Modern hearing aids have come a long way; existing models are remarkably effective and include impressive digital features, like wireless connectivity, that markedly enhance a person’s ability to hear along with their all-around quality of life.

But there is still room for improvement.

Particularly, in a few instances hearing aids have some trouble with two things:

  1. Locating the source of sound
  2. Eliminating background noise

But that may soon change, as the newest research in hearing aid design is being guided from a unusual source: the world of insects.

Why insects hold the key to improved hearing aids

Both mammals and insects have the same problem related to hearing: the transformation and amplification of sound waves into information the brain can use. What scientists are identifying is that the mechanism insects use to solve this problem is in many ways more proficient than our own.

The organs of hearing in an insect are smaller and more sensitive to a greater range of frequencies, allowing the insect to identify sounds humans cannot hear. Insects also can detect the directionality and distance of sound in ways more exact than the human ear.

Hearing aid design has traditionally been directed by the way humans hear, and hearing aids have had a tendency to provide straightforward amplification of incoming sound and transmission to the middle ear. But scientists are now asking a completely different question.

Borrowing inspiration from the natural world, they’re asking how nature—and its hundreds of millions of years of evolution—has attempted to solve the problem of sensing and perceiving sound. By investigating the hearing mechanism of assorted insects, such as flies, grasshoppers, and butterflies, investigators can borrow the best from each to generate a brand new mechanism that can be used in the design of new and improved miniature microphones.

Insect-inspired miniature directional microphones

Experts from University of Strathclyde in Glasgow, Scotland, and the MRC/CSO Institute for Hearing Research (IHR) at Glasgow Royal Infirmary, will be testing hearing aids equipped with a unique type of miniature microphone inspired by insects.

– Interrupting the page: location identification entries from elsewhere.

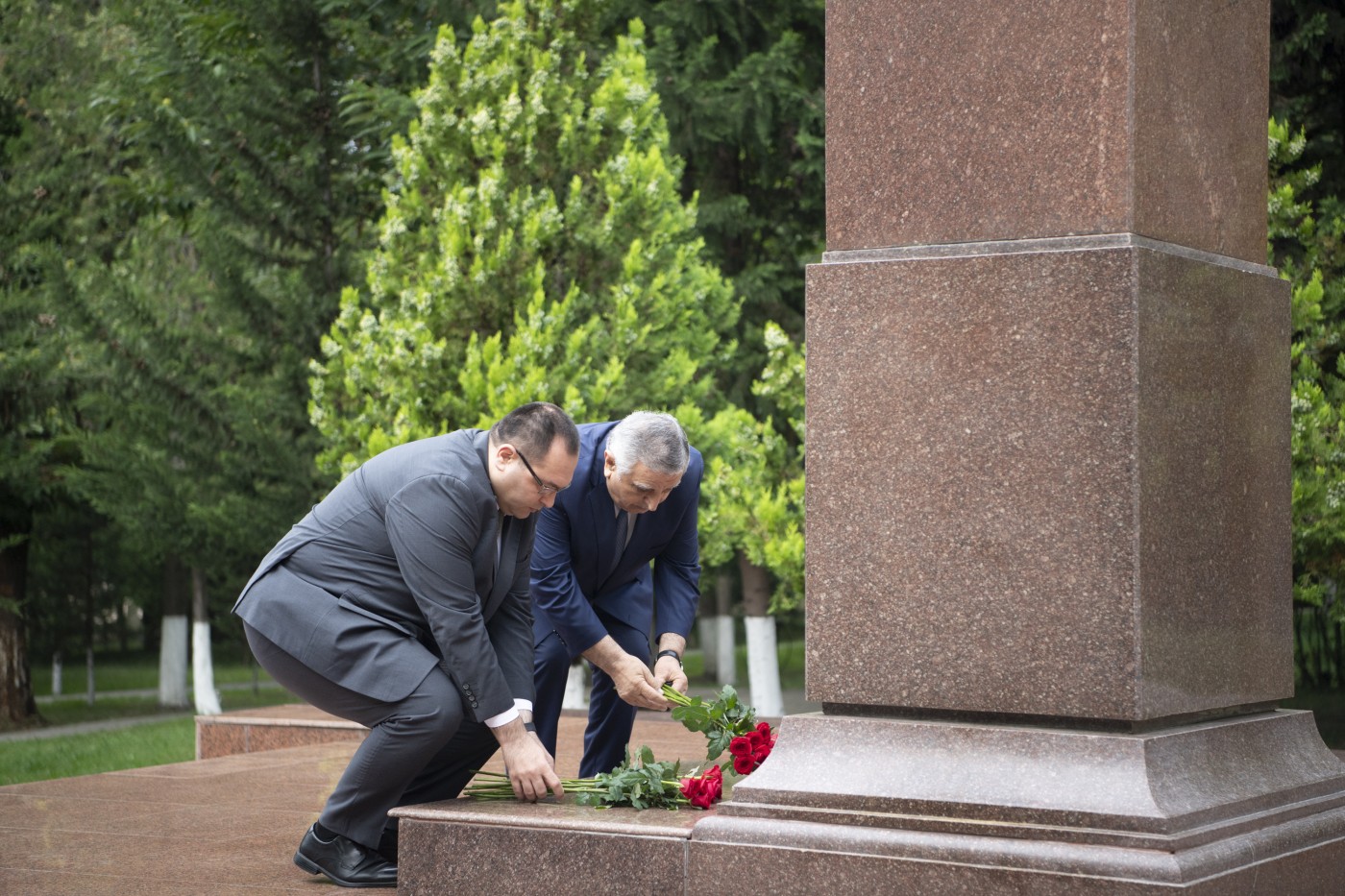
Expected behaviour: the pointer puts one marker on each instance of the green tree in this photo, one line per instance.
(53, 163)
(742, 85)
(1308, 245)
(1308, 84)
(534, 248)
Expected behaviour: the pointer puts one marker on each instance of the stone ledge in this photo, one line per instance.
(550, 848)
(249, 731)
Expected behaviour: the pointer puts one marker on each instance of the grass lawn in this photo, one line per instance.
(159, 742)
(174, 739)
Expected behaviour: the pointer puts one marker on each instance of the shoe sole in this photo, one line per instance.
(312, 868)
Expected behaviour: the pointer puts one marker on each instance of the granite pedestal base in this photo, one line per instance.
(1247, 805)
(560, 849)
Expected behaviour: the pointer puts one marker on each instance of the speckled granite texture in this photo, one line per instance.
(1048, 483)
(271, 728)
(962, 120)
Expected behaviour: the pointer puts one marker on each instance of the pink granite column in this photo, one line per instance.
(1048, 472)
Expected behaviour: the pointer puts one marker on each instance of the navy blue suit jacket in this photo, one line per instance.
(575, 544)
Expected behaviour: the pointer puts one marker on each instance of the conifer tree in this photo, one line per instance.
(534, 247)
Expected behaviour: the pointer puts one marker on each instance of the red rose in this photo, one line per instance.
(705, 790)
(713, 786)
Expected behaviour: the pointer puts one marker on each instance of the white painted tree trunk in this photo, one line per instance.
(705, 630)
(725, 651)
(202, 662)
(204, 670)
(172, 662)
(575, 688)
(763, 666)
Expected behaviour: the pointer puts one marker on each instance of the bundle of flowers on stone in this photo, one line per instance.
(728, 725)
(641, 782)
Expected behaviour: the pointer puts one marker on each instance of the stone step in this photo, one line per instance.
(249, 731)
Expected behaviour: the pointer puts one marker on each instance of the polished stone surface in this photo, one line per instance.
(1048, 482)
(964, 121)
(548, 848)
(1166, 790)
(215, 826)
(271, 728)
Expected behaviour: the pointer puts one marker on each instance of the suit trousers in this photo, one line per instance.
(611, 718)
(419, 750)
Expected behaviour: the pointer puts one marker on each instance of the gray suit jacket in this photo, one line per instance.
(396, 570)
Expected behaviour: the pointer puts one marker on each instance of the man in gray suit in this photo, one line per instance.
(401, 601)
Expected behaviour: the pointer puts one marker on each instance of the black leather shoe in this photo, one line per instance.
(345, 861)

The hope is that the new hearing aids will accomplish three things:

  1. More energy-efficient microphones and electronics that will eventually result in smaller hearing aids, lower power usage, and extended battery life.
  2. The capability to more accurately locate the source and distance of sound.
  3. The ability to focus on specific sounds while excluding background noise.

Researchers will also be testing 3D printing procedures to improve the design and ergonomics of the new hearing aids.

The future of hearing aids

For virtually all of their history, hearing aids have been produced with the human hearing mechanism in mind, in an attempt to reconstruct the normal human hearing experience. Now, by asking a different set of questions, researchers are establishing a new set of goals. Rather than attempting to RESTORE normal human hearing, perhaps they can IMPROVE it.